Lo peor de 2009

4 01 2010

Si hubiera una palabra para definir el año que dejamos atras, ésta sería desastre. El año de la crisis, del record en el número de número de parados, del déficit por las nubes, del Gobierno dando palos de ciego, de los secuestros marítimos… pero sobre todo ha sido el año de Sálvame. Nunca la debacle había tenido un sinónimo tan terrible.

La cadena que comanda la telebasura se enfrentaba a un gran dilema a principios de año. ¿Cómo volver a ser líderes de audencia por la tarde? El experimento de Está Pasando, mal plagio de España Directo, había fracasado a pesar de incluir la temática social que se había puesto de moda en aquellos días, pero sin olvidar la burla y la falta de respeto de la prensa rosa. Entonces, ¿qué hacer?

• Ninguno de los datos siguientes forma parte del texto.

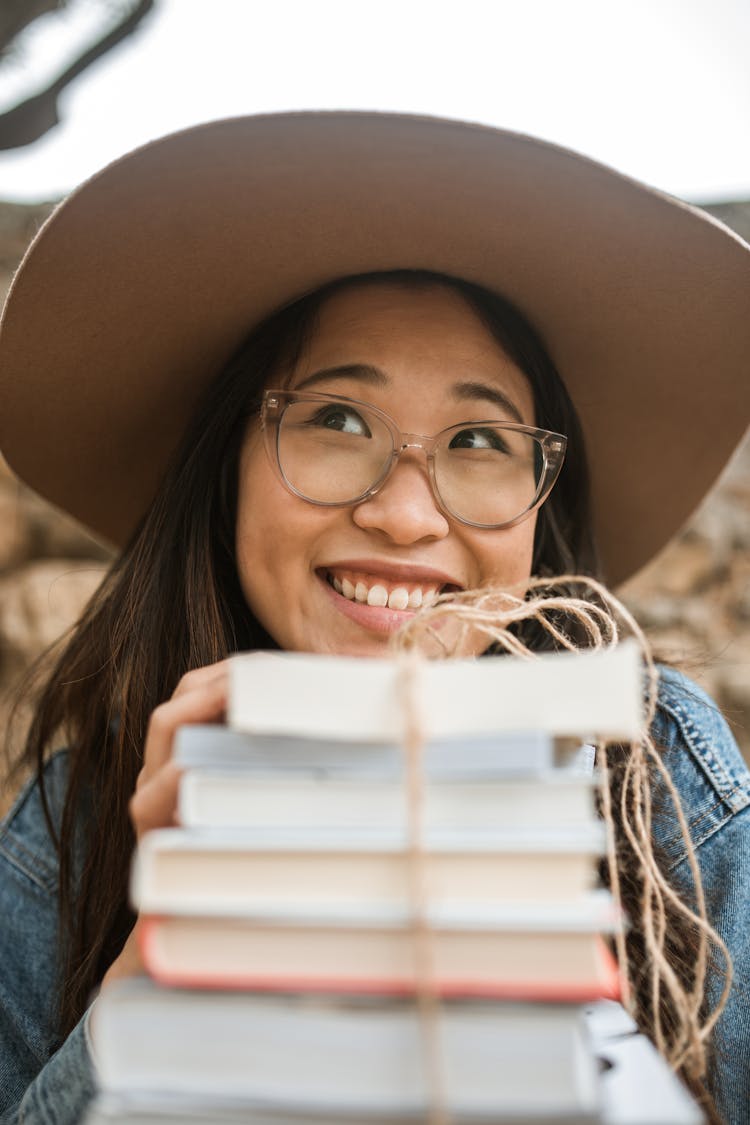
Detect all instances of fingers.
[129,660,228,839]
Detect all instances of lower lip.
[318,575,414,633]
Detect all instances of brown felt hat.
[0,113,750,584]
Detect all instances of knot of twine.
[394,575,732,1125]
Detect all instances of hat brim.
[0,113,750,584]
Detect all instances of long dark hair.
[11,270,715,1116]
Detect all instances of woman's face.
[236,277,535,656]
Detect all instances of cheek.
[472,515,536,586]
[235,434,288,607]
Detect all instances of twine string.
[398,650,450,1125]
[394,575,732,1079]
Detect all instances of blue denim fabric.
[0,669,750,1125]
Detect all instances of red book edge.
[138,915,622,1004]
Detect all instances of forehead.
[291,282,533,417]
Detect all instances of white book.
[130,821,606,916]
[172,723,568,781]
[178,767,598,836]
[228,640,643,744]
[92,979,599,1125]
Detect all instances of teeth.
[388,586,409,610]
[329,575,439,611]
[334,578,354,602]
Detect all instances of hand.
[129,660,229,840]
[101,660,229,989]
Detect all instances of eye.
[449,426,509,453]
[308,403,372,438]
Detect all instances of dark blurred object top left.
[0,0,156,150]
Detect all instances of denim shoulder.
[0,752,67,1110]
[652,667,750,1123]
[651,666,750,879]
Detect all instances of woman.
[0,114,750,1122]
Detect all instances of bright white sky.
[0,0,750,201]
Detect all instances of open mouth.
[323,570,460,611]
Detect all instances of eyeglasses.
[261,390,567,529]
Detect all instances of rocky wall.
[0,204,750,787]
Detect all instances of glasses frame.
[261,389,568,531]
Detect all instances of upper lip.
[320,559,464,590]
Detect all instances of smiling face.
[236,276,535,656]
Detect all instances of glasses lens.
[435,424,544,524]
[277,399,394,504]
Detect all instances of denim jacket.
[0,669,750,1125]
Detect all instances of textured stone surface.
[0,203,750,755]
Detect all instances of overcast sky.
[0,0,750,201]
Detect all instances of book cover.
[138,896,620,1002]
[132,820,606,915]
[92,979,599,1125]
[178,766,598,836]
[228,640,643,744]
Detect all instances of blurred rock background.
[0,203,750,783]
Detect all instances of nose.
[352,449,450,547]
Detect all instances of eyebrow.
[295,363,390,390]
[295,363,524,424]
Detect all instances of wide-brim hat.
[0,113,750,584]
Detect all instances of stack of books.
[90,645,701,1125]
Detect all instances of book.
[172,720,580,782]
[228,640,643,745]
[92,979,599,1125]
[130,820,606,917]
[178,767,597,836]
[138,891,621,1002]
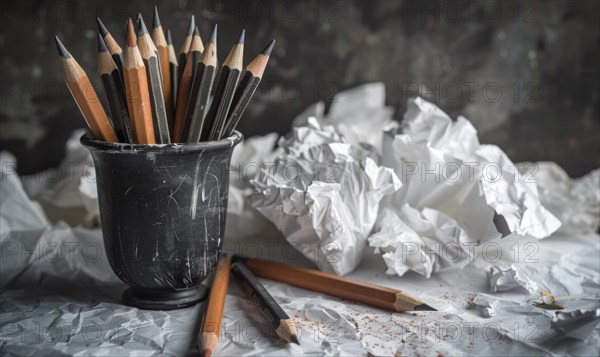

La reaparición de Jorge Javier Vázquez a cargo de un programa de sobremesa fue la luz al final del túnel que necesitaban en los despachos de Telecinco. La respuesta de la adormecida sociedad española no se hizo esperar. Nunca la chabacanería y el mal gusto habían llegado a cotas tan altas. Ahora mismo, Aquí hay tomate me parece un programa de calidad. La mezcla de colaboradores con nulas nociones de periodismo, agresiones entre colaboradores (obteniendo beneficio de ello, por supuesto), disputas con personajes públicos en pleno directo y la presencia de Belén Esteban y su tabique carcomido no podía fallar. Y así fue, el éxito del año.

Y llegamos a la Campanadas, donde tuve que soportar a nuestros dos protagonistas haciendo lo que mejor saben. Nunca había sentido tanta verguenza de mi propia familia al ver sus corderiles ojos puestos en la pantalla, hablando de la rubia como si fuera de la familia. Una prima lejana de la que estar orgullosos.

Y antes de cortar la emisión, la musiquita de Sálvame, para recordarnos que 2010 será aún peor, que las polémicas se harán cada vez mayores y que la inteligencia encogerá como el algodón en la lavadora. Oh, por favor, sálvame.